Although we enter into trading plans for systematic repurchases (e.g., 10b5-1 trading plans) from time to time, our 2023 share repurchase program provides us with the opportunity to make opportunistic repurchases during periods of favorable market conditions and is expected to remain in effect for a period of three years through July 27, 2026. To the extent that the shares are repurchased to support equity incentive plans or potential acquisitions, the share are repurchased on the ordinary trading line of Swiss Exchange ("SIX") and/or the Nasdaq Global Select Market ("Nasdaq"). Shares repurchased for cancellation purposes are repurchased via a second trading line on SIX. Opportunistic purchases may be started or stopped at any time without prior notice depending on market conditions and other factors.
If we do not generate sufficient operating cash flows to support our operations and future planned cash requirements, our operations could be harmed and our access to credit facilities could be restricted or eliminated. However, we believe that the trend of our historical cash flow generation, our projections of future operations and our available cash balances will provide sufficient liquidity to fund our operations for at least the next 12 months.
Operating Leases Obligations 
We lease facilities under operating leases, certain of which require us to pay property taxes, insurance and maintenance costs. Operating leases for facilities are generally renewable at our option and usually include escalation clauses linked to inflation. There have been no material changes to our contractual obligations as previously disclosed in our Annual Report on Form 10-K for the year ended March 31, 2023. The remaining terms of our non-cancelable operating leases expire in various years through 2033.
 
Purchase Commitments
 
As of December 31, 2023, we had non-cancelable purchase commitments of $344.0 million for inventory purchases made in the normal course of business from original design manufacturers, contract manufacturers and other suppliers, the majority of which are expected to be fulfilled within the next 12 months. We record a liability for firm, non-cancelable, and unhedged inventory purchase commitments in excess of anticipated demand or net realizable value consistent with our valuation of excess and obsolete inventory. As of December 31, 2023, the liability for these purchase commitments was $33.8 million and is recorded in accrued and other current liabilities in the condensed consolidated balance sheet.

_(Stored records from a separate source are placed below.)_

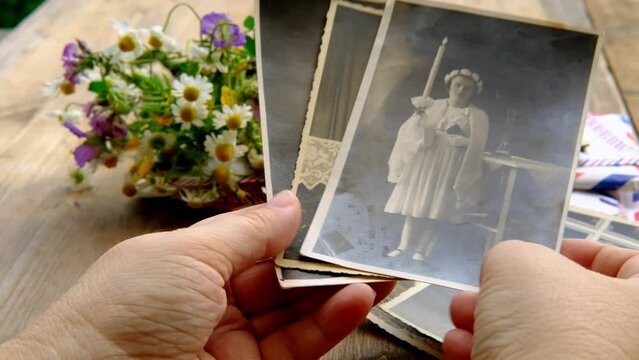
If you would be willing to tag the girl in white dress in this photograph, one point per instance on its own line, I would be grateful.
(436, 162)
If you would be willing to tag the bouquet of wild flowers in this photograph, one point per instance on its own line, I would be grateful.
(190, 113)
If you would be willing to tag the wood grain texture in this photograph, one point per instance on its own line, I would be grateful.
(619, 20)
(49, 236)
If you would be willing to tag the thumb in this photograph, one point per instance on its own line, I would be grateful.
(231, 242)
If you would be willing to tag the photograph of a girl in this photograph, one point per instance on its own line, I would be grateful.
(436, 163)
(464, 134)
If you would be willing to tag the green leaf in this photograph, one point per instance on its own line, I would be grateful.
(250, 46)
(249, 22)
(99, 87)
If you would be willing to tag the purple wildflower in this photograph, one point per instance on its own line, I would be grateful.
(70, 60)
(88, 108)
(99, 123)
(85, 153)
(223, 31)
(77, 132)
(120, 130)
(212, 21)
(229, 35)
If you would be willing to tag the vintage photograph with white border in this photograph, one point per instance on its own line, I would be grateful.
(348, 39)
(465, 133)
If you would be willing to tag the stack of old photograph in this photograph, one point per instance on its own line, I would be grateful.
(417, 135)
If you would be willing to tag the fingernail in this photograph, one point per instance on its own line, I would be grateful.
(284, 199)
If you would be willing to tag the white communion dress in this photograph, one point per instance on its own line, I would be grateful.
(431, 175)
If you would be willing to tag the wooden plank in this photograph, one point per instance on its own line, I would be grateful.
(619, 20)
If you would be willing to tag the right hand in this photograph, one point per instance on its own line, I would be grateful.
(537, 304)
(422, 103)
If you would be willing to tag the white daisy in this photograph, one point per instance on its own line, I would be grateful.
(234, 117)
(129, 46)
(225, 172)
(56, 86)
(192, 88)
(74, 116)
(210, 64)
(197, 198)
(256, 160)
(224, 147)
(88, 76)
(189, 113)
(157, 39)
(125, 88)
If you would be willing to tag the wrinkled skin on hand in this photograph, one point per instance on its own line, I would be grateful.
(537, 304)
(198, 293)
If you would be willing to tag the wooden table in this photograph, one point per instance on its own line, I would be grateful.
(50, 236)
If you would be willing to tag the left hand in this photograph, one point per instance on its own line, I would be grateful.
(198, 293)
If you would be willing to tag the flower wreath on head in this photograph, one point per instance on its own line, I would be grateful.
(467, 73)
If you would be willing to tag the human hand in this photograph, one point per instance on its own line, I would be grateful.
(198, 293)
(536, 304)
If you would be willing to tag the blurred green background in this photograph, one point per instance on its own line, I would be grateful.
(13, 11)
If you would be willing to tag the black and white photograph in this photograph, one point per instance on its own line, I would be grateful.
(424, 307)
(464, 133)
(289, 34)
(346, 46)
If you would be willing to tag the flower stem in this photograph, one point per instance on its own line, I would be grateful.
(168, 16)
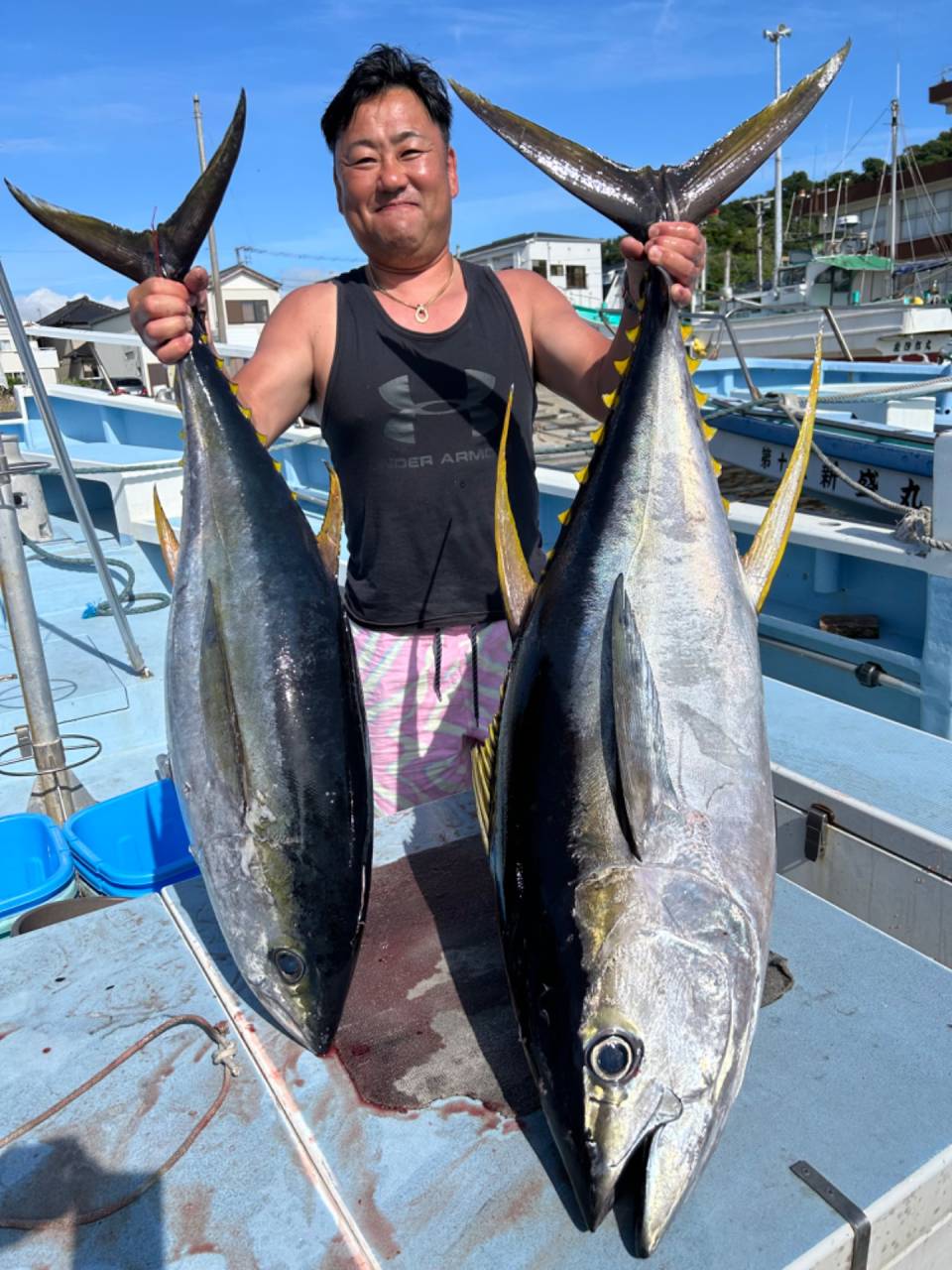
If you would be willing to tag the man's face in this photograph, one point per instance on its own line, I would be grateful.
(395, 180)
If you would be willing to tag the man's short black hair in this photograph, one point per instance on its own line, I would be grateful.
(388, 66)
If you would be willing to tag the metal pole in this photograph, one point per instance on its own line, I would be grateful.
(775, 37)
(68, 476)
(893, 197)
(838, 333)
(31, 663)
(221, 325)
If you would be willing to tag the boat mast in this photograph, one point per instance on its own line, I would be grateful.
(775, 37)
(221, 326)
(893, 194)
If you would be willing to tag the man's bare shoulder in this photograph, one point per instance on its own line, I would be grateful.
(530, 291)
(315, 303)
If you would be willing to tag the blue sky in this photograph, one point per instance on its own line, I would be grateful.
(96, 111)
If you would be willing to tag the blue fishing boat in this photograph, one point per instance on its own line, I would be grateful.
(876, 427)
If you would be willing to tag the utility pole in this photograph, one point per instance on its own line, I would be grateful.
(893, 195)
(221, 333)
(775, 37)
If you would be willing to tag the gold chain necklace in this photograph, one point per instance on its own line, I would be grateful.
(420, 312)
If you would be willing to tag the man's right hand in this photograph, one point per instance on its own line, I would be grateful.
(162, 313)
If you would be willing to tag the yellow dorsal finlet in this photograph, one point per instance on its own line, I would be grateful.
(484, 763)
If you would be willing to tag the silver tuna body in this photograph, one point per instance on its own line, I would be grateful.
(633, 829)
(266, 719)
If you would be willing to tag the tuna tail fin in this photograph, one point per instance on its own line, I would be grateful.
(635, 198)
(516, 578)
(766, 552)
(168, 250)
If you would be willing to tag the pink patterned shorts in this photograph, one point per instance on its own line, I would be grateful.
(428, 699)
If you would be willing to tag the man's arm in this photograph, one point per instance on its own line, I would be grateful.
(571, 357)
(294, 354)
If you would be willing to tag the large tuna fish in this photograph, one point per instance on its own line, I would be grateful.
(626, 784)
(266, 719)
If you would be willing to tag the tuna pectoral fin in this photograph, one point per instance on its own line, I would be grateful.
(643, 766)
(168, 541)
(766, 552)
(176, 241)
(634, 198)
(329, 538)
(515, 575)
(217, 699)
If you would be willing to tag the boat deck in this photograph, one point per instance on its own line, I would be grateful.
(417, 1141)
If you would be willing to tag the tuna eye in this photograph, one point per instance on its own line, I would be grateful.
(615, 1057)
(291, 965)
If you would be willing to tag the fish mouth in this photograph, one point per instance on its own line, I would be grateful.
(627, 1175)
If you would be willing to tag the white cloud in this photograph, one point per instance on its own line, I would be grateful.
(45, 300)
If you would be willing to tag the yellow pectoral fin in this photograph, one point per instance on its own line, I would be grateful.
(168, 543)
(331, 529)
(766, 553)
(516, 579)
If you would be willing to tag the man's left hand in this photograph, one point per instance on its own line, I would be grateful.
(676, 246)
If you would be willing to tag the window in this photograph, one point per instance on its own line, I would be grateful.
(240, 312)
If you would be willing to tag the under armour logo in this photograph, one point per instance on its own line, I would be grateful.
(474, 407)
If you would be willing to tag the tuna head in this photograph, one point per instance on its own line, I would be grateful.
(673, 970)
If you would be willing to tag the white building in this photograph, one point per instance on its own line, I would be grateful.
(249, 299)
(572, 264)
(12, 367)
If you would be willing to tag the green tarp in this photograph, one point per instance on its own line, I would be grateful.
(878, 263)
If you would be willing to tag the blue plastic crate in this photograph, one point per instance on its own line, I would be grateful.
(35, 864)
(134, 843)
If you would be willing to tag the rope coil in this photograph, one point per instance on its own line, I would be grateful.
(223, 1056)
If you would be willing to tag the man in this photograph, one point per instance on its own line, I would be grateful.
(411, 361)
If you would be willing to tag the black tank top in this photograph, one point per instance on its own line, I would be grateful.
(413, 422)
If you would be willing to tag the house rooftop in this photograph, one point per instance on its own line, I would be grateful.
(80, 312)
(530, 238)
(234, 270)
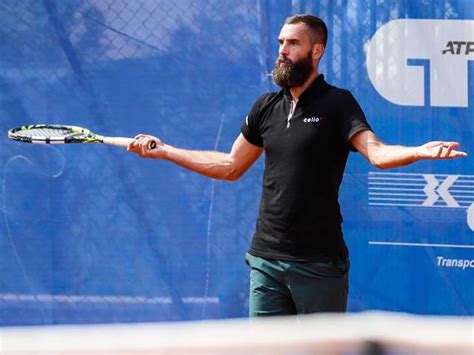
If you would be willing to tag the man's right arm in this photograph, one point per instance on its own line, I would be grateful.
(226, 166)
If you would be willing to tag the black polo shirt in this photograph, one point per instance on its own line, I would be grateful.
(299, 217)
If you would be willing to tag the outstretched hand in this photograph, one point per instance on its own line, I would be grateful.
(440, 150)
(147, 146)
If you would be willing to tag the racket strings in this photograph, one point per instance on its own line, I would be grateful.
(44, 132)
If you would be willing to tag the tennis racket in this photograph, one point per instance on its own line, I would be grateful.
(61, 134)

We have firm purchase commitments of $14.0 million for capital expenditures primarily related to commitments for tooling and equipment for new and existing products. We expect to continue making capital expenditures in the future to support product development activities and ongoing and expanded operations. Although open purchase commitments are considered enforceable and legally binding, the terms generally allow us to reschedule or adjust our requirements based on business needs prior to delivery of goods or performance of services.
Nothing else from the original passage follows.